Ron headed in the other direction, flinging merrily. The girls and I continued down the field, more or less in the same manner, till the girls bored of it and ran off to the corner, where they started pulling at one of the pyramidal stacks of corn. I was now alone with my bucket of shit in an old corn field. I love school. Silke came into the field, yet another bucket in her hands. “Children,” she said, humming softly in her singsong voice, and they immediately followed like ducks. She sprinkled the last few drops of her serum onto the field and, with a wordless exchange from Farmer Ron in the distance, set about removing the corn stalks from the field. Within seconds, the kids were off like ants, marching back and forth with giant bundles of stalks on their heads, following the invisible scent lines of their sisters. The whole field was active. I looked at the water in my bucket, the silt at the bottom. “Hollyhock, eh?” Farmer Ron said, approaching from behind, flinging a bit of water with the frond of a corn stalk. He had given up on the basil too. Excellent. “Oh yeah,” I answered, looking down at the hollyhock, whose firm stalk and fig-shaped seed pods I had found somewhere midfield. “The basil sort of wilted,” I said, “But this guy,” and I shook the hollyhock firmly, “stands up to the work.” Ron nodded approvingly.

 

I stood overlooking the empty bowl of rock near the abandoned house. After perusing the scattered contents of the yard and house, I had returned in a loping arc, as if drawn to the spot. Whoever lived here, I thought, they must have come here often. It’s so peaceful. Suddenly, it dawned on me that this was the terminal of the acequia, where the water plummeted off the mesa down to the canyon below. The house, whose ruins I had walked through moments ago, as the light of the advancing moon pierced through holes in the roof shingles, had three small rooms. The first, the kitchen and main room, was full of scattered debris, crumbling adobe bricks, an old stove, a jawbone from a horse. The roof, whose dormer window was shattered and collapsing into the roof beams, still held awkwardly above my head. The walls, scored with messages from teenage boys of the last several decades, were white, and there was the distinct ammoniac odor of a rat’s nest. La Llorona didn’t live here.
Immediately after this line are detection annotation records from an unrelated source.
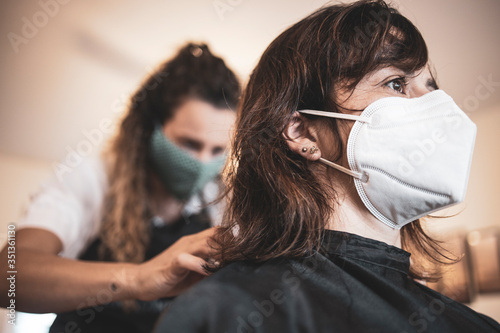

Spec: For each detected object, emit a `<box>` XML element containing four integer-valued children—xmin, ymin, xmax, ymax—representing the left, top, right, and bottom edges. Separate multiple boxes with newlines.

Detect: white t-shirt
<box><xmin>18</xmin><ymin>157</ymin><xmax>220</xmax><ymax>259</ymax></box>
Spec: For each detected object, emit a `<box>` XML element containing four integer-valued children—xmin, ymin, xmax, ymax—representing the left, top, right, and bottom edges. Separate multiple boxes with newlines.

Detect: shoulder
<box><xmin>155</xmin><ymin>259</ymin><xmax>322</xmax><ymax>333</ymax></box>
<box><xmin>18</xmin><ymin>157</ymin><xmax>108</xmax><ymax>258</ymax></box>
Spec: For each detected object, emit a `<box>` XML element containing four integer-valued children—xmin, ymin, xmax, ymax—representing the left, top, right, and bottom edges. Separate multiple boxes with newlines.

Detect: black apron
<box><xmin>50</xmin><ymin>212</ymin><xmax>210</xmax><ymax>333</ymax></box>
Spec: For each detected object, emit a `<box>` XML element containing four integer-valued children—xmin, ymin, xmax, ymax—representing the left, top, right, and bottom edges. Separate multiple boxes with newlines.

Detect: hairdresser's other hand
<box><xmin>130</xmin><ymin>228</ymin><xmax>215</xmax><ymax>301</ymax></box>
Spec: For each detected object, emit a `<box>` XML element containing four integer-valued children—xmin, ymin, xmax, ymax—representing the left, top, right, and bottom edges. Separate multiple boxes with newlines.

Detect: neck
<box><xmin>326</xmin><ymin>175</ymin><xmax>401</xmax><ymax>248</ymax></box>
<box><xmin>150</xmin><ymin>175</ymin><xmax>185</xmax><ymax>224</ymax></box>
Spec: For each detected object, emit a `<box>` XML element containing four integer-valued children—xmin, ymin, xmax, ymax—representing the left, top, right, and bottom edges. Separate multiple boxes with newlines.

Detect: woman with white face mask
<box><xmin>156</xmin><ymin>1</ymin><xmax>500</xmax><ymax>333</ymax></box>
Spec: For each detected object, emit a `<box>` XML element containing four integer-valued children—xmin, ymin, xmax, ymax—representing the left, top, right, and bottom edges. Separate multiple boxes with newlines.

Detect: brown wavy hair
<box><xmin>214</xmin><ymin>0</ymin><xmax>456</xmax><ymax>278</ymax></box>
<box><xmin>99</xmin><ymin>43</ymin><xmax>240</xmax><ymax>262</ymax></box>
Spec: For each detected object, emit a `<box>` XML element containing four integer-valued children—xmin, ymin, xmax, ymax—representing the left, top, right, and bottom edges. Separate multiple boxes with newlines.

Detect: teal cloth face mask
<box><xmin>149</xmin><ymin>126</ymin><xmax>226</xmax><ymax>201</ymax></box>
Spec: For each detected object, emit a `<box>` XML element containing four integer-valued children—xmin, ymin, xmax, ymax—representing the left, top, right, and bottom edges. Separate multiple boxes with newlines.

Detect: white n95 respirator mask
<box><xmin>299</xmin><ymin>90</ymin><xmax>476</xmax><ymax>229</ymax></box>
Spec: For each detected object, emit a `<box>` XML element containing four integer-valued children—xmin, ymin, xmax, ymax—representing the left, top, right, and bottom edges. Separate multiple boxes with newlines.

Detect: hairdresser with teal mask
<box><xmin>0</xmin><ymin>44</ymin><xmax>240</xmax><ymax>333</ymax></box>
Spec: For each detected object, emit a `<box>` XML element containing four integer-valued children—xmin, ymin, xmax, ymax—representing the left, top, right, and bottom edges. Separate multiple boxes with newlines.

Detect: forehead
<box><xmin>164</xmin><ymin>99</ymin><xmax>236</xmax><ymax>146</ymax></box>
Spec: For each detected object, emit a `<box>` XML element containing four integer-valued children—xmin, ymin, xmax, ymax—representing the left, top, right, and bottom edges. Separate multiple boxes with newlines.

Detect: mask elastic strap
<box><xmin>298</xmin><ymin>110</ymin><xmax>371</xmax><ymax>183</ymax></box>
<box><xmin>297</xmin><ymin>110</ymin><xmax>371</xmax><ymax>124</ymax></box>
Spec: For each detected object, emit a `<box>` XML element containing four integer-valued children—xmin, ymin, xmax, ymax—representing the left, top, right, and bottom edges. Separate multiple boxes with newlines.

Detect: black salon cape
<box><xmin>154</xmin><ymin>231</ymin><xmax>500</xmax><ymax>333</ymax></box>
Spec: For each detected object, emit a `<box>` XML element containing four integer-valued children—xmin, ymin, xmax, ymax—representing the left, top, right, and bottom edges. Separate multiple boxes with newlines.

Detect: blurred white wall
<box><xmin>0</xmin><ymin>0</ymin><xmax>500</xmax><ymax>332</ymax></box>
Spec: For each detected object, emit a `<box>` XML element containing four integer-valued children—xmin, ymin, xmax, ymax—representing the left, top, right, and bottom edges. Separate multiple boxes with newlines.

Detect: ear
<box><xmin>283</xmin><ymin>111</ymin><xmax>321</xmax><ymax>161</ymax></box>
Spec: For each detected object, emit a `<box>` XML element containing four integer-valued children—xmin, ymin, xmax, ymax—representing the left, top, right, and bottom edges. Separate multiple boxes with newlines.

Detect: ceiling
<box><xmin>0</xmin><ymin>0</ymin><xmax>500</xmax><ymax>162</ymax></box>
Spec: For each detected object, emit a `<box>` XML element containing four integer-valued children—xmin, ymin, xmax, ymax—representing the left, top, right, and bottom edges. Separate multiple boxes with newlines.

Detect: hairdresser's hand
<box><xmin>130</xmin><ymin>228</ymin><xmax>215</xmax><ymax>301</ymax></box>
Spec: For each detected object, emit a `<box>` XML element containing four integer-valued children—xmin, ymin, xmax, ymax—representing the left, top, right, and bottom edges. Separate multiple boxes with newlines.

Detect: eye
<box><xmin>385</xmin><ymin>77</ymin><xmax>407</xmax><ymax>95</ymax></box>
<box><xmin>212</xmin><ymin>147</ymin><xmax>224</xmax><ymax>156</ymax></box>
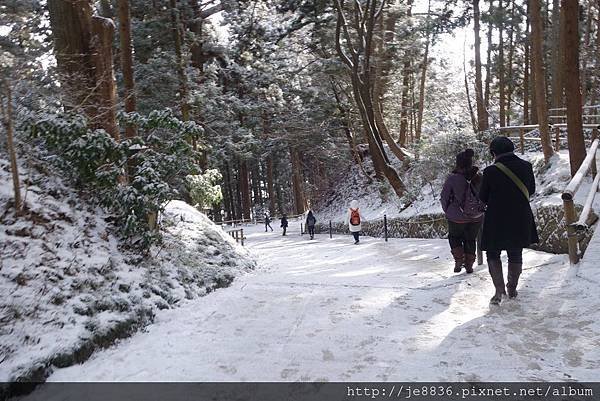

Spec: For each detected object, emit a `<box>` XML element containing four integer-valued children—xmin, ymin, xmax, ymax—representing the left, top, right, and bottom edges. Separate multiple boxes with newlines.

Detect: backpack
<box><xmin>459</xmin><ymin>178</ymin><xmax>485</xmax><ymax>219</ymax></box>
<box><xmin>350</xmin><ymin>209</ymin><xmax>360</xmax><ymax>226</ymax></box>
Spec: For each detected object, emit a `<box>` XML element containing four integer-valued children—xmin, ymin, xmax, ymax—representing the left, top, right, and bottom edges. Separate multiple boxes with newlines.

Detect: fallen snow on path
<box><xmin>44</xmin><ymin>222</ymin><xmax>600</xmax><ymax>381</ymax></box>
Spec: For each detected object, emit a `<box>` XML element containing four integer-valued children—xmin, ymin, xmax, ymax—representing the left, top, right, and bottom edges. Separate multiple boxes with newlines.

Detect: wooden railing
<box><xmin>213</xmin><ymin>214</ymin><xmax>304</xmax><ymax>227</ymax></box>
<box><xmin>562</xmin><ymin>138</ymin><xmax>600</xmax><ymax>264</ymax></box>
<box><xmin>499</xmin><ymin>123</ymin><xmax>600</xmax><ymax>154</ymax></box>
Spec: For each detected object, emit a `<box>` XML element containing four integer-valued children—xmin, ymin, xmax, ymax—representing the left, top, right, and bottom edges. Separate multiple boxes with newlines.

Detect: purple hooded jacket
<box><xmin>440</xmin><ymin>167</ymin><xmax>483</xmax><ymax>223</ymax></box>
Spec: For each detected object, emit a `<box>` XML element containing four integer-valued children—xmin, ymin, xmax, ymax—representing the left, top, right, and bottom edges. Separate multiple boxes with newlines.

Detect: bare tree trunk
<box><xmin>398</xmin><ymin>59</ymin><xmax>411</xmax><ymax>146</ymax></box>
<box><xmin>529</xmin><ymin>60</ymin><xmax>539</xmax><ymax>124</ymax></box>
<box><xmin>415</xmin><ymin>0</ymin><xmax>432</xmax><ymax>142</ymax></box>
<box><xmin>371</xmin><ymin>9</ymin><xmax>404</xmax><ymax>160</ymax></box>
<box><xmin>552</xmin><ymin>0</ymin><xmax>564</xmax><ymax>108</ymax></box>
<box><xmin>473</xmin><ymin>0</ymin><xmax>488</xmax><ymax>131</ymax></box>
<box><xmin>498</xmin><ymin>0</ymin><xmax>506</xmax><ymax>127</ymax></box>
<box><xmin>561</xmin><ymin>0</ymin><xmax>586</xmax><ymax>176</ymax></box>
<box><xmin>47</xmin><ymin>0</ymin><xmax>119</xmax><ymax>140</ymax></box>
<box><xmin>290</xmin><ymin>148</ymin><xmax>306</xmax><ymax>215</ymax></box>
<box><xmin>92</xmin><ymin>16</ymin><xmax>120</xmax><ymax>141</ymax></box>
<box><xmin>483</xmin><ymin>0</ymin><xmax>494</xmax><ymax>111</ymax></box>
<box><xmin>506</xmin><ymin>0</ymin><xmax>517</xmax><ymax>126</ymax></box>
<box><xmin>169</xmin><ymin>0</ymin><xmax>190</xmax><ymax>121</ymax></box>
<box><xmin>335</xmin><ymin>0</ymin><xmax>405</xmax><ymax>197</ymax></box>
<box><xmin>118</xmin><ymin>0</ymin><xmax>136</xmax><ymax>138</ymax></box>
<box><xmin>523</xmin><ymin>5</ymin><xmax>531</xmax><ymax>125</ymax></box>
<box><xmin>463</xmin><ymin>36</ymin><xmax>477</xmax><ymax>133</ymax></box>
<box><xmin>239</xmin><ymin>160</ymin><xmax>252</xmax><ymax>220</ymax></box>
<box><xmin>590</xmin><ymin>0</ymin><xmax>600</xmax><ymax>106</ymax></box>
<box><xmin>0</xmin><ymin>80</ymin><xmax>23</xmax><ymax>216</ymax></box>
<box><xmin>223</xmin><ymin>161</ymin><xmax>237</xmax><ymax>220</ymax></box>
<box><xmin>267</xmin><ymin>155</ymin><xmax>275</xmax><ymax>216</ymax></box>
<box><xmin>580</xmin><ymin>1</ymin><xmax>600</xmax><ymax>105</ymax></box>
<box><xmin>529</xmin><ymin>0</ymin><xmax>564</xmax><ymax>163</ymax></box>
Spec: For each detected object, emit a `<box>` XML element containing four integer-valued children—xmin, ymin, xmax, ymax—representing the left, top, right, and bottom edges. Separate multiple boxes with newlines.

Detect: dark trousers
<box><xmin>486</xmin><ymin>248</ymin><xmax>523</xmax><ymax>264</ymax></box>
<box><xmin>448</xmin><ymin>220</ymin><xmax>481</xmax><ymax>255</ymax></box>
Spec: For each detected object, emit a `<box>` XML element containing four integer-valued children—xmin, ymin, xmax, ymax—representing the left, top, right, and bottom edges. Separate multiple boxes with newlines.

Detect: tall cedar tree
<box><xmin>118</xmin><ymin>0</ymin><xmax>136</xmax><ymax>138</ymax></box>
<box><xmin>529</xmin><ymin>0</ymin><xmax>554</xmax><ymax>163</ymax></box>
<box><xmin>473</xmin><ymin>0</ymin><xmax>488</xmax><ymax>131</ymax></box>
<box><xmin>561</xmin><ymin>0</ymin><xmax>586</xmax><ymax>176</ymax></box>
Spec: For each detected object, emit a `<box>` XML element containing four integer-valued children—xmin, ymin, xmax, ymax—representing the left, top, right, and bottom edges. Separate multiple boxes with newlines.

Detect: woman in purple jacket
<box><xmin>441</xmin><ymin>149</ymin><xmax>483</xmax><ymax>273</ymax></box>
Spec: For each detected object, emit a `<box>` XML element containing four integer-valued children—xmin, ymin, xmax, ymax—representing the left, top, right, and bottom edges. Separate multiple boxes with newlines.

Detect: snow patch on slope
<box><xmin>0</xmin><ymin>159</ymin><xmax>255</xmax><ymax>382</ymax></box>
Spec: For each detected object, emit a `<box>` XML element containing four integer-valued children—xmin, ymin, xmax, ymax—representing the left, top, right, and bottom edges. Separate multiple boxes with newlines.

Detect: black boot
<box><xmin>465</xmin><ymin>253</ymin><xmax>477</xmax><ymax>274</ymax></box>
<box><xmin>488</xmin><ymin>260</ymin><xmax>506</xmax><ymax>305</ymax></box>
<box><xmin>506</xmin><ymin>262</ymin><xmax>523</xmax><ymax>298</ymax></box>
<box><xmin>450</xmin><ymin>246</ymin><xmax>465</xmax><ymax>273</ymax></box>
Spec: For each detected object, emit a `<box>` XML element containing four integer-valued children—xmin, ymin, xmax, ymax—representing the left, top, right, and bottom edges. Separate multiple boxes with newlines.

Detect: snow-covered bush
<box><xmin>27</xmin><ymin>110</ymin><xmax>206</xmax><ymax>248</ymax></box>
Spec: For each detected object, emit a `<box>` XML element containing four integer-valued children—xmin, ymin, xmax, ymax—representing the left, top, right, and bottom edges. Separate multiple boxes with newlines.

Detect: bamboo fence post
<box><xmin>563</xmin><ymin>199</ymin><xmax>579</xmax><ymax>264</ymax></box>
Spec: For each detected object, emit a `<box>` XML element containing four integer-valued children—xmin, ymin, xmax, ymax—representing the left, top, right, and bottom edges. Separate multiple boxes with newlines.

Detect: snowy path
<box><xmin>50</xmin><ymin>223</ymin><xmax>600</xmax><ymax>381</ymax></box>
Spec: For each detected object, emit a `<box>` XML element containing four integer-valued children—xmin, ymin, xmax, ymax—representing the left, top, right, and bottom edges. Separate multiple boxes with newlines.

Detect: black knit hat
<box><xmin>490</xmin><ymin>136</ymin><xmax>515</xmax><ymax>156</ymax></box>
<box><xmin>456</xmin><ymin>149</ymin><xmax>475</xmax><ymax>170</ymax></box>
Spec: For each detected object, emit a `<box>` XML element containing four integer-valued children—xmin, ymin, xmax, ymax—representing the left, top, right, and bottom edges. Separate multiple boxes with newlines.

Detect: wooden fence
<box><xmin>562</xmin><ymin>138</ymin><xmax>600</xmax><ymax>264</ymax></box>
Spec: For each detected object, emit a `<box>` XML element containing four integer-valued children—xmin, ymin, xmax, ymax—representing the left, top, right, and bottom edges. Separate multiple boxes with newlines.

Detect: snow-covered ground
<box><xmin>35</xmin><ymin>223</ymin><xmax>600</xmax><ymax>381</ymax></box>
<box><xmin>316</xmin><ymin>150</ymin><xmax>600</xmax><ymax>222</ymax></box>
<box><xmin>0</xmin><ymin>155</ymin><xmax>254</xmax><ymax>382</ymax></box>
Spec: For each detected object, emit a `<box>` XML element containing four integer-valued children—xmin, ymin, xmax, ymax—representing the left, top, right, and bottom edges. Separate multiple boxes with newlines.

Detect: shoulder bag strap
<box><xmin>494</xmin><ymin>162</ymin><xmax>529</xmax><ymax>202</ymax></box>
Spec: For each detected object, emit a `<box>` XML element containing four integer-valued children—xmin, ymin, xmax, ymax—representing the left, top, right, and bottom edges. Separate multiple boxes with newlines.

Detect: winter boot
<box><xmin>506</xmin><ymin>262</ymin><xmax>523</xmax><ymax>298</ymax></box>
<box><xmin>450</xmin><ymin>246</ymin><xmax>465</xmax><ymax>273</ymax></box>
<box><xmin>465</xmin><ymin>253</ymin><xmax>477</xmax><ymax>274</ymax></box>
<box><xmin>488</xmin><ymin>260</ymin><xmax>506</xmax><ymax>305</ymax></box>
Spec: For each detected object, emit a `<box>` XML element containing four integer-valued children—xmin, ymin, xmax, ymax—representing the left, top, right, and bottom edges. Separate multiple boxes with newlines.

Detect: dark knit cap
<box><xmin>490</xmin><ymin>136</ymin><xmax>515</xmax><ymax>156</ymax></box>
<box><xmin>456</xmin><ymin>149</ymin><xmax>475</xmax><ymax>170</ymax></box>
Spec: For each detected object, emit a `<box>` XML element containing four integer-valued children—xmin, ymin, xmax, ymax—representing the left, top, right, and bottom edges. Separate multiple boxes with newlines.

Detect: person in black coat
<box><xmin>281</xmin><ymin>214</ymin><xmax>288</xmax><ymax>235</ymax></box>
<box><xmin>479</xmin><ymin>137</ymin><xmax>539</xmax><ymax>304</ymax></box>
People lived here.

 

Absorbed by my thoughts, I knelt to peek over the edge of the cliff once more. No one had died here. They eked out a life for years, probably decades, then moved on when things dried up. Their energy. The water. Children leaving the house. I stood up. It would have been hard to live here, and surely there were a great many tears shed here, tears of joy and grief, beauty. Suddenly, a cold hand fell on my shoulder. Instinctively, I flinched, first forward, then backward. I was not alone.

 

“Give me some of your hair,” a voice said. It was my companion, the same one who had told me of La Llorona months ago. Quietly, like an owl, she had swooped in silent crescents from the house to the shed, to the old root cellar, the pile of scavenged bones and shards of glass, now back to the edge of the empty space once more. Like me.

 

“Hair?” I said, returning to my senses.

 

“We should leave an offering,” she said.

 

“Yeah, but…hair?” I said, smiling. “That’s how people bewitch you. We can’t leave hair.”

 

Moments later, on our way home, we crossed the threshold of the old ditch. The air was dark, and I had put a sweater on to break the chill. I could no longer make out the grasses on the other side, but I could feel them as my foot struck the ground. My friend, who had a bag of dried apple rings, a gift from her mother’s orchard, had handed me a piece as we walked back home through the barren field. I held it in my hand, soft and leathery. Silently, at my waist - I didn’t want her to notice - I broke the ring, tearing a section off the supple fruit, breaking the circle. With one hand I put a piece to my mouth, all innocence, just chewing a snack here, while with the other, invisible in the darkness, I let go.